Ana : Então, a Silvia era uma professora de Psicologia Social. Quando terminei a minha monitoria, em comportamental, eu estava no segundo ou no terceiro ano. Depois disso, eu saí dessa monitoria e fui pra monitoria de Psicologia Social, em que acompanhei a Silvia Lane. Eu fiquei muito tempo com a Silvia, porque ela foi minha professora, mas, como monitora, foi durante pouco tempo, porque ela foi convidada para abrir uma pós-graduação em Psicologia Social.
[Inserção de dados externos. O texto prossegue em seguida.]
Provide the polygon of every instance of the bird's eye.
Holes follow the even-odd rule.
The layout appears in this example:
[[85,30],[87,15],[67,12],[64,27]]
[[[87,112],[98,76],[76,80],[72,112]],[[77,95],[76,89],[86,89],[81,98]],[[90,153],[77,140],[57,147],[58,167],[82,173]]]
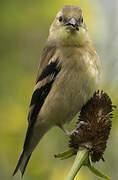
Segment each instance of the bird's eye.
[[80,18],[80,23],[83,23],[83,18]]
[[62,16],[59,17],[59,22],[62,22],[63,18]]

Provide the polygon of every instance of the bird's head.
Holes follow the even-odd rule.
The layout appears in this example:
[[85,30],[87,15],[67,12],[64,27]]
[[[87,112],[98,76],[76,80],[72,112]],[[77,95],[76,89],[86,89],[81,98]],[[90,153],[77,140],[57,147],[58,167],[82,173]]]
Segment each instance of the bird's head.
[[63,6],[51,25],[49,38],[62,45],[82,45],[88,41],[82,9],[74,5]]

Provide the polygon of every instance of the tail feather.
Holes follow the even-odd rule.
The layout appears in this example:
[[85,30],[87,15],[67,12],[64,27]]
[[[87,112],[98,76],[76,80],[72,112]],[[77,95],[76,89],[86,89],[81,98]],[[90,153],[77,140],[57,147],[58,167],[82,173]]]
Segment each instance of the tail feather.
[[26,169],[26,167],[27,167],[27,164],[28,164],[28,162],[29,162],[30,157],[31,157],[31,154],[26,158],[24,164],[20,167],[20,172],[21,172],[21,174],[22,174],[22,177],[23,177],[23,175],[24,175],[24,172],[25,172],[25,169]]
[[[13,172],[13,176],[17,173],[18,170],[20,170],[21,175],[23,176],[32,152],[34,151],[35,147],[37,146],[43,135],[49,129],[50,129],[49,125],[41,124],[40,126],[36,126],[33,128],[33,130],[30,132],[31,133],[30,136],[26,135],[23,151],[20,155],[16,168]],[[30,138],[27,139],[28,137]]]
[[15,170],[14,170],[14,172],[13,172],[13,176],[14,176],[14,175],[17,173],[17,171],[20,169],[21,175],[22,175],[22,177],[23,177],[23,174],[24,174],[25,169],[26,169],[26,166],[27,166],[27,164],[28,164],[28,162],[29,162],[30,156],[31,156],[31,154],[27,155],[27,154],[25,153],[25,151],[23,150],[23,152],[21,153],[21,156],[20,156],[20,158],[19,158],[19,160],[18,160],[18,163],[17,163],[17,165],[16,165],[16,168],[15,168]]

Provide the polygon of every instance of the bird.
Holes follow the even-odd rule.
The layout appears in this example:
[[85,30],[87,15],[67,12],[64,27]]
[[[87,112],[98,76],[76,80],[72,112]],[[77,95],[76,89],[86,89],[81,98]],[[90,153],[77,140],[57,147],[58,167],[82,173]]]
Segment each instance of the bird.
[[83,11],[64,5],[51,24],[32,94],[23,151],[13,175],[24,175],[35,147],[45,133],[64,129],[97,90],[101,63],[88,34]]

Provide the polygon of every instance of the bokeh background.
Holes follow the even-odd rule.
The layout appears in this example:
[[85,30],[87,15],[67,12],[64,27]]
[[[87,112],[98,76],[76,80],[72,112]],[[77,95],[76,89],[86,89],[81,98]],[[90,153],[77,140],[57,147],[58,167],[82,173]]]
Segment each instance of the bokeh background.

Assim, ela foi embora pra pós. Mas eu fiquei com a equipe dela, com a qual eu passei a trabalhar. Mais pra frente eu iria me matricular na pós-graduação como aluna dela. A Silvia foi uma diretora muito interessante, muito inquieta. Ela fazia questão de produzir uma inquietação no curso. Nesse sentido, eu me lembro de ter sido representante dos alunos no conselho departamental. Ela sempre queria nos desafiar, ela desafiava aquele coletivo a pensar alguma coisa diferente no curso. Por isso, ela foi, de certa forma, a idealizadora dos núcleos. Eu diria até que a gente poderia dizer que ela efetivamente foi essa idealizadora, porque ela tinha a preocupação de que a prática dos estágios fosse sempre acompanhada pela reflexão teórica. Assim, ela trouxe essa preocupação e é o conjunto desses professores e alunos que vai inventar o que até hoje existe na PUC: trata-se dos núcleos, que consistem num estágio que você faz na instituição, acompanhado de disciplinas teóricas que subsidiam, que refletem, que questionam aquela prática. Nunca é uma prática solta. Muitos cursos têm os estágios soltos, isto é: depois que você fez todas as disciplinas teóricas, você faz o estágio. A PUC não. Ali, o estágio é acompanhado de disciplinas teóricas: são três, quatro disciplinas teóricas que o acompanham. E isso vem da preocupação da Silvia com essa ideia de que a prática nunca podia estar solta, porque o estágio não deveria ser pensado como uma aplicação da técnica, né?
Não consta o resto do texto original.